La esclavitud introducida por los espa­ñoles era de orden penal, debido a que la insumisión o la rebelión se consideraban lesivas a la autoridad y soberanía real, por ser el rey señor de los naturales, y requería, por tanto, el castigo correspondiente que sirviera de reparación de la ofensa y de pago por los perjuicios ocasionados y por los gastos he­chos en la reducción de los insumisos; así, el rey tenía derecho a esclavizarlos y darlos a los conquistadores para que vivieran en poli­cía y  buen gobierno y se les evangelizara. Los cedía en venta para que el precio resarciera la erogación causada por la insumisión, precio que los esclavos tenían que pagar con su trabajo de por vida. Al quedar constituidos los esclavos en piezas de venta, éstos pasaron a formar parte de la riqueza móvil, repartible entre los conquistadores, con la salvedad de que no recibían directamente las piezas aprehendidas por ellos, sino que sólo se les otorgaba el derecho de compra. En las almonedas de esclavos, los conquistadores podían señalar a los que habían cautivado.

 

A los esclavos se les marcaba en la cara con un hierro candente la letra G, que signi­ficaba guerra, una marca que era indicativa de la causa que originaba su esclavitud. Los in­dígenas se horrorizaban con ese acto y el cronista dominico fray Diego Durán refiere que él llegó a conocer en las postrimerías del si­glo XVI a algunos ancianos que habían sido esclavos y que tenían la cara horriblemente plegada por la marca.

 

La institución de la esclavitud fue bastante inestable y de corta duración en Nueva España; aunque duró hasta el fin de la época colonial, desde hacía tiempo había mermado. En los primeros tiempos de la colonia fue bastante generalizada, pero al surgir otras instituciones más eficaces para la explotación del trabajo indígena disminuyó considera­blemente, debido también a la disminución de los indios; antes de la mitad del siglo XVI era prohibida por las Leyes Nuevas. Ya antes se habían dado casos en los que claramente se mostraba la preferencia de los españoles por los indios encomendados para el trabajo de sus empresas, hasta el punto de que los colonos de Coatzacoalcos llegaran a esconder y des­truir los hierros para marcar a los esclavos.

 

La esclavitud de los indios fue ampliamente practicada en Nueva España en los primeros tiempos cuando prevalecía el estado de guerra y se hacían importantes campañas de conquista, en muchos casos en forma abusiva como en el caso de Cortés en Tenoch­titlan y los de Nuño de Guzmán en Pánuco y Nueva Galicia.
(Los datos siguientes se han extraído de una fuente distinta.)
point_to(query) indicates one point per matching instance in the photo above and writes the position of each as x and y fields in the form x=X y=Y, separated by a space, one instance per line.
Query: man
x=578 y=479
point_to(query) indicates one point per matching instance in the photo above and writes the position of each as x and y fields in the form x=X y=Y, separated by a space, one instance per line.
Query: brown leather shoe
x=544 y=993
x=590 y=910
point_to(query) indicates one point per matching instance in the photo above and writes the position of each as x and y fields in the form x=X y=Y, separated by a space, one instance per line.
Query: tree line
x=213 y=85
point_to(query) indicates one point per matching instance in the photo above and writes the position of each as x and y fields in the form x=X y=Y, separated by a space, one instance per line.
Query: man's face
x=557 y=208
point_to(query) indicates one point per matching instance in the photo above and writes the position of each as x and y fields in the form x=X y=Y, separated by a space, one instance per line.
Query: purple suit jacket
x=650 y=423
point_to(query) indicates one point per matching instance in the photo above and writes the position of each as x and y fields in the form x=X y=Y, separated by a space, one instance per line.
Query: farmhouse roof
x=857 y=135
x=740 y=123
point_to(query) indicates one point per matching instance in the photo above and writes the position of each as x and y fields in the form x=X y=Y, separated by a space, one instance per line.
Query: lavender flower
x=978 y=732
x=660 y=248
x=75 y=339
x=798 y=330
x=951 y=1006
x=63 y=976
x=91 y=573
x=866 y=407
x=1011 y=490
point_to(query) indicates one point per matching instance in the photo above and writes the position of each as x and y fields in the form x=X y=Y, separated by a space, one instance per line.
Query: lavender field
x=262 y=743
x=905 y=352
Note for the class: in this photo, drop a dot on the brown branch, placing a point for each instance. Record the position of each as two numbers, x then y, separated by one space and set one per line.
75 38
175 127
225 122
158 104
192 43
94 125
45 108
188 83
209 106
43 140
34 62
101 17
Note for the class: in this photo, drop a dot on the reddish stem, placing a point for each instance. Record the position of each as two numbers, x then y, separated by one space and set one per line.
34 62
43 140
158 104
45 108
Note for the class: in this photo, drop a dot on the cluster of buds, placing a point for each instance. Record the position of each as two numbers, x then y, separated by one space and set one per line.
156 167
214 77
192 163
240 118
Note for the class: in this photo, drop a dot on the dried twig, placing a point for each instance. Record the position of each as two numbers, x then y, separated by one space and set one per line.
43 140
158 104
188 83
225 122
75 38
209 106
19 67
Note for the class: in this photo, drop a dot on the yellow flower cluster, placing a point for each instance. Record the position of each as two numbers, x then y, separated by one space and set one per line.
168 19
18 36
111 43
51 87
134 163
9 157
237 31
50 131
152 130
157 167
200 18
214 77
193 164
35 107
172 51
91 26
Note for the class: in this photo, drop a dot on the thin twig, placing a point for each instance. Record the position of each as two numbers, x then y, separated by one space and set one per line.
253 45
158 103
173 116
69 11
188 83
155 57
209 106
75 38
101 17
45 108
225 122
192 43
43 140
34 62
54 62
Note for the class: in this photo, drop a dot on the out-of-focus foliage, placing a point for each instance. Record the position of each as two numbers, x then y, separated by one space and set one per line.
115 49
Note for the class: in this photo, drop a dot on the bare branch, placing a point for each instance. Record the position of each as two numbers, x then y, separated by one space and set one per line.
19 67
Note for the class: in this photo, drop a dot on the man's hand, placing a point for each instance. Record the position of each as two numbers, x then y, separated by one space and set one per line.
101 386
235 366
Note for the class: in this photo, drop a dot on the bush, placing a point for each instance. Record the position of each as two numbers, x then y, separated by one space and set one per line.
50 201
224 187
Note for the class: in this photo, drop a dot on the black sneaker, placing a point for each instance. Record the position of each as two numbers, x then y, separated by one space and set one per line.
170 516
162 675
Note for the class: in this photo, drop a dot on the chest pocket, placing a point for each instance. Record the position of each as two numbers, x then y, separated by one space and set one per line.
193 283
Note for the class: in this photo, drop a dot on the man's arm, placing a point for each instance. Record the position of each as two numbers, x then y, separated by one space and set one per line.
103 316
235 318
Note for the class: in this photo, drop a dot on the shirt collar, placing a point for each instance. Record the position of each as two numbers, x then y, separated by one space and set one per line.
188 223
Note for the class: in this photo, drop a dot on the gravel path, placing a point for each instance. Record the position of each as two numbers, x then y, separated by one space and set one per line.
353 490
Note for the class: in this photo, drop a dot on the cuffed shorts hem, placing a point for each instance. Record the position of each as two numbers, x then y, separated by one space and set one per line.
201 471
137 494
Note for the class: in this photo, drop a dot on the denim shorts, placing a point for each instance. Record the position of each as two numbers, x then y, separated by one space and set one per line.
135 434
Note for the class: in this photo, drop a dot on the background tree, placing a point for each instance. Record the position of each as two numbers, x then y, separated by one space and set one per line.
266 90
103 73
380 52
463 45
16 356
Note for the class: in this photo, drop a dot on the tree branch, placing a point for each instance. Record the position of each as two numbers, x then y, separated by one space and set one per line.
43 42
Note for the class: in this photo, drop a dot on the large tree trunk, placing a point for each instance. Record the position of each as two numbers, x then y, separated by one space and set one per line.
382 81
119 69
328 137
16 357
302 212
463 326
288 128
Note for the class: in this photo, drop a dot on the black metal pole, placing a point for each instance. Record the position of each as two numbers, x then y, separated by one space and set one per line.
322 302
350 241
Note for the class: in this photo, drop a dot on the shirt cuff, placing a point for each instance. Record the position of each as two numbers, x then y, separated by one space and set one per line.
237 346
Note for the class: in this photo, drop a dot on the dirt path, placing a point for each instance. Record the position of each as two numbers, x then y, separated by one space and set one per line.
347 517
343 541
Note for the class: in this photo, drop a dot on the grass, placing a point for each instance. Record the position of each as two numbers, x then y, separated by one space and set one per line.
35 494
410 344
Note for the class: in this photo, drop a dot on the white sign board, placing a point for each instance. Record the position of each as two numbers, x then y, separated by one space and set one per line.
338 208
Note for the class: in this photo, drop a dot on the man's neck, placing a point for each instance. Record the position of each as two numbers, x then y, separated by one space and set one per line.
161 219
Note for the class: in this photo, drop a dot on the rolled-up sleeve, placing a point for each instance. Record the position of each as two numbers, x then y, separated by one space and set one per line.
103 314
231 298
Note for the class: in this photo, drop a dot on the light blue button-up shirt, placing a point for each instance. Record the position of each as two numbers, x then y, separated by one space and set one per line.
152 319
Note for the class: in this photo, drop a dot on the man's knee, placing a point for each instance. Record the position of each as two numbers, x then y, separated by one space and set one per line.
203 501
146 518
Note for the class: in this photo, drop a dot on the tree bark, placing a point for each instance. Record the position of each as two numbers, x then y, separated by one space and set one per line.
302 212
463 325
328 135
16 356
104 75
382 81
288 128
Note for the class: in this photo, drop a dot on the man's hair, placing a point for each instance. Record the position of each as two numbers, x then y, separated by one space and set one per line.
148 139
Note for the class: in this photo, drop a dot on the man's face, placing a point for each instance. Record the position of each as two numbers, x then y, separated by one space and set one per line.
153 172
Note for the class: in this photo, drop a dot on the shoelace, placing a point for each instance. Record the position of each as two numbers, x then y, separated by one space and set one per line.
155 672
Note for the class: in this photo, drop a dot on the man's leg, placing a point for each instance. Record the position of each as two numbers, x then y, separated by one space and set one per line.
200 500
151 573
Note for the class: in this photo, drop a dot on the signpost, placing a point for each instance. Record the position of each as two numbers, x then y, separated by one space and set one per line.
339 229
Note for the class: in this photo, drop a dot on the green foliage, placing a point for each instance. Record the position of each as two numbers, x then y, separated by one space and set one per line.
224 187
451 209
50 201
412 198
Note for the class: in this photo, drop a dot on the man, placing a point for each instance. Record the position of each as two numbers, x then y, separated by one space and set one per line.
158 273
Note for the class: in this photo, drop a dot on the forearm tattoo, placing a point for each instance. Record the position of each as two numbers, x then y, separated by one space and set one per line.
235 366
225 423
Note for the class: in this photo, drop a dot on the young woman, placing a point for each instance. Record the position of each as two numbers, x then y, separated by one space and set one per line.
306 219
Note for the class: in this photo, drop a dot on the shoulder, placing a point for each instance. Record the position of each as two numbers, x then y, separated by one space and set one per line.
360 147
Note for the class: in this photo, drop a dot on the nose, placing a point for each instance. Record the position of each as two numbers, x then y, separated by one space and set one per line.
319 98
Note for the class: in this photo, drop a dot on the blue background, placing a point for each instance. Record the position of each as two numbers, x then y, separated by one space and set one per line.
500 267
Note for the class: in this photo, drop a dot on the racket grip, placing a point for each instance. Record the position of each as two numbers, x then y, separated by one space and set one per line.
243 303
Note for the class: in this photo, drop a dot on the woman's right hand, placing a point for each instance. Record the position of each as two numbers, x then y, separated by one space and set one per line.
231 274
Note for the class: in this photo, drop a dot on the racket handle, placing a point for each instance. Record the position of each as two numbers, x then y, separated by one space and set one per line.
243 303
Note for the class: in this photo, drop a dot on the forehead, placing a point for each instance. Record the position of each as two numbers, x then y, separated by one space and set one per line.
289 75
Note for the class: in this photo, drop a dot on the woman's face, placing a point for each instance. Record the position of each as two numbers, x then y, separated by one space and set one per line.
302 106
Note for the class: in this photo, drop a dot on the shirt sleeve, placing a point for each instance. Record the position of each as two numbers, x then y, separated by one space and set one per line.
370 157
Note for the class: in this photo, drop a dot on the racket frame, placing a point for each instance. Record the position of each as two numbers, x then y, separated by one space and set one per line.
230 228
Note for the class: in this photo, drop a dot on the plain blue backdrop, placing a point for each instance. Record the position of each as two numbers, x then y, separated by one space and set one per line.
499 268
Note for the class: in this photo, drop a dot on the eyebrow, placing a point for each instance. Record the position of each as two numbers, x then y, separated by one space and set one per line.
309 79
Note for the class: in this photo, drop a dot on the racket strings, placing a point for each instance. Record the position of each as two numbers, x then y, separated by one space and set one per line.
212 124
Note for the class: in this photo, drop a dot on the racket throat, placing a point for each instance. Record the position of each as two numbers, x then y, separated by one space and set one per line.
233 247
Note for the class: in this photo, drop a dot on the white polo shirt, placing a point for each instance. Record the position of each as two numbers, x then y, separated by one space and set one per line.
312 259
Este último fue el que más se significó en esclavizar indios, aun hasta entre los pacíficos; éstos proporcionaron mano de obra a las empresas de los conquistadores, principalmente en las minas, en los ingenios y en los servicios domésticos, en donde fueron excesivamente explotados y peor alimen­tados, por lo que los servicios que proporcionaron fueron deficientes.

 

Cuando las leyes prohibieron esclavizar a los indios que no hicieran la guerra permanente al poder español, los colonos españoles sustituyeron su mano de obra por los servicios personales de los indios de en­comienda, y para la minería en un principio y para las plantaciones después, por los escla­vos negros que llegaron a través de las Antillas.

 

Bibliografía.

 

Céspedes del Castillo, G. La sociedad colonial americana en los siglos XV y XVI en Historia social y económica de España y América, Barcelona, 1981.

 

Miranda, J. Las ideas y las instituciones políticas mexicanas, México, 1952.

 

Semo, E. Historia del capitalismo en México. Los orígenes. 1521-1773, México, 1973.

 

Zavala, S. La conquista española en América, México, 1972.  Las instituciones jurídicas en la conquista de América, México, 1935. Los intereses particulares en la conquista de la  Nueva España, México, 1964.